Beberapa minggu belakangan ini, santer terdengar kabar, petani menjerit akibat harga pupuk mahal. Bahkan selain mahal, pupuk yang konon disubsidi oleh pemerintah itu, juga kerap menghilang dari pasaran. Celakanya lagi, petani masih harus berjuang mencari obat-obatan pemelihara padi yang juga bernasib sama. Kalau tidak, tiba-tiba menghilang juga harganya menjadi sangat mahal.
“Padahal petani dari awal sudah diuji dengan mahalnya bibit tanaman (padi). Lalu jika setelah tanam, harga pupuk dan obat-obatan juga ikut-ikutan mahal, bahkan sering menghilang, bagaimana nasib petani. Sementara harga jual gabah juga tidak ikutan naik,” kata BRM Kusumo Putro SH, MH, dengan lantang.
Pria yang juga pendiri dari LSM Lapaan RI (Lembaga Penyelamat Asset dan Anggaran Belanja Negara Republik Indonesia) ini, mengatakan, nasib petani sekarang ini seperti hidup enggan, matipun tak mau. Ini karena posisi mereka memang benar-benar terjepit. Namun sama sekali tak punya posisi tawar sama-sekali kepada kebijakan pemErintah.
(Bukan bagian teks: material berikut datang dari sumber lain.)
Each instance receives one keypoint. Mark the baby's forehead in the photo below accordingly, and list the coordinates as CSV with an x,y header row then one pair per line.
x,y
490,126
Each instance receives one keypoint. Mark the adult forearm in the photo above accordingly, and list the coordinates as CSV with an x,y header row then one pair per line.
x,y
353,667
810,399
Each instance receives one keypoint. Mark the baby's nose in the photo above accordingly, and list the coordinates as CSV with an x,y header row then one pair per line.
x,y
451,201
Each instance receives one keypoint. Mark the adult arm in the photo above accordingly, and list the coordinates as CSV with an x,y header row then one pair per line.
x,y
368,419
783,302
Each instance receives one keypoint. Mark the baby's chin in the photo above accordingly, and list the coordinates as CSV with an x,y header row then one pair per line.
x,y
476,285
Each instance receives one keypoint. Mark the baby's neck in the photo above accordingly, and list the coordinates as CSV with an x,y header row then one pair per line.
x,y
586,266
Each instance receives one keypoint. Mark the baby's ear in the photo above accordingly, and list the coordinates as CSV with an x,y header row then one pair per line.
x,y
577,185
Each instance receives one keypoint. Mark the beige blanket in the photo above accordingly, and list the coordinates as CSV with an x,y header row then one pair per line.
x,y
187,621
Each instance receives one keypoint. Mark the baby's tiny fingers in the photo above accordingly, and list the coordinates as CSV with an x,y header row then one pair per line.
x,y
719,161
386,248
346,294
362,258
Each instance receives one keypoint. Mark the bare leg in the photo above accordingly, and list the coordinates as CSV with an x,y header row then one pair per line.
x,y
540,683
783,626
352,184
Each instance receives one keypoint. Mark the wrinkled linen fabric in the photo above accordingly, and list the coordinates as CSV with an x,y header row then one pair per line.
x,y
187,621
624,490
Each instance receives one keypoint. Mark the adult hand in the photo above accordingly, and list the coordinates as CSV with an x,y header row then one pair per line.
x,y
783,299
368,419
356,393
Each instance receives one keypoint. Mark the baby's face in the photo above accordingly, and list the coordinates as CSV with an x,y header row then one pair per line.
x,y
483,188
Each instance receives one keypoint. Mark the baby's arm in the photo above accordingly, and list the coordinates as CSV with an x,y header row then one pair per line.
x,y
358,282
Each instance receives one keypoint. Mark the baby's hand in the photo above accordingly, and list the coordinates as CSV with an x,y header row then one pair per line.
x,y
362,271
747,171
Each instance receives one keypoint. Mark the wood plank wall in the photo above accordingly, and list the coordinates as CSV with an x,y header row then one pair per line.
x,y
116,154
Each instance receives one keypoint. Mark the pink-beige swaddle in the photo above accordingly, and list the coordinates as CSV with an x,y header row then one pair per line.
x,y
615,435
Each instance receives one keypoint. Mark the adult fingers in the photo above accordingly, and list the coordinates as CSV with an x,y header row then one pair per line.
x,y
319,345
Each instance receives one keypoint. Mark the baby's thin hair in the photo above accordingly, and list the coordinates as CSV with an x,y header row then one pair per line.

Padahal selama ini pemerintah dengan model kepemimpinan siapa saja, selalu menggembar-gemborkan tentang kesejahteraan petani.
“Setiap masa panen, selalu yang diuntungkan hanyalah para tengkulak, dan para spekulan yang dengan bebas bisa memainkan harga gabah seenaknya,” ujar Kusumo saat ditemui beberapa awak media pada Minggu kemarin (03/01/2021).
Sudah puluhan tahun sejak era reformasi, negara juga belum bisa mewujudkan ketahanan pangan dengan pola swasembada beras. Bahkan sekian persen dari anggaran negara selalu dibelanjakan untuk kebutuhan impor bahan pangan. Tak hanya beras yang diimpor, bahkan bahan pangan yang meliputi 9 bahan pokok, sebagian besar juga masih diimpor oleh negara.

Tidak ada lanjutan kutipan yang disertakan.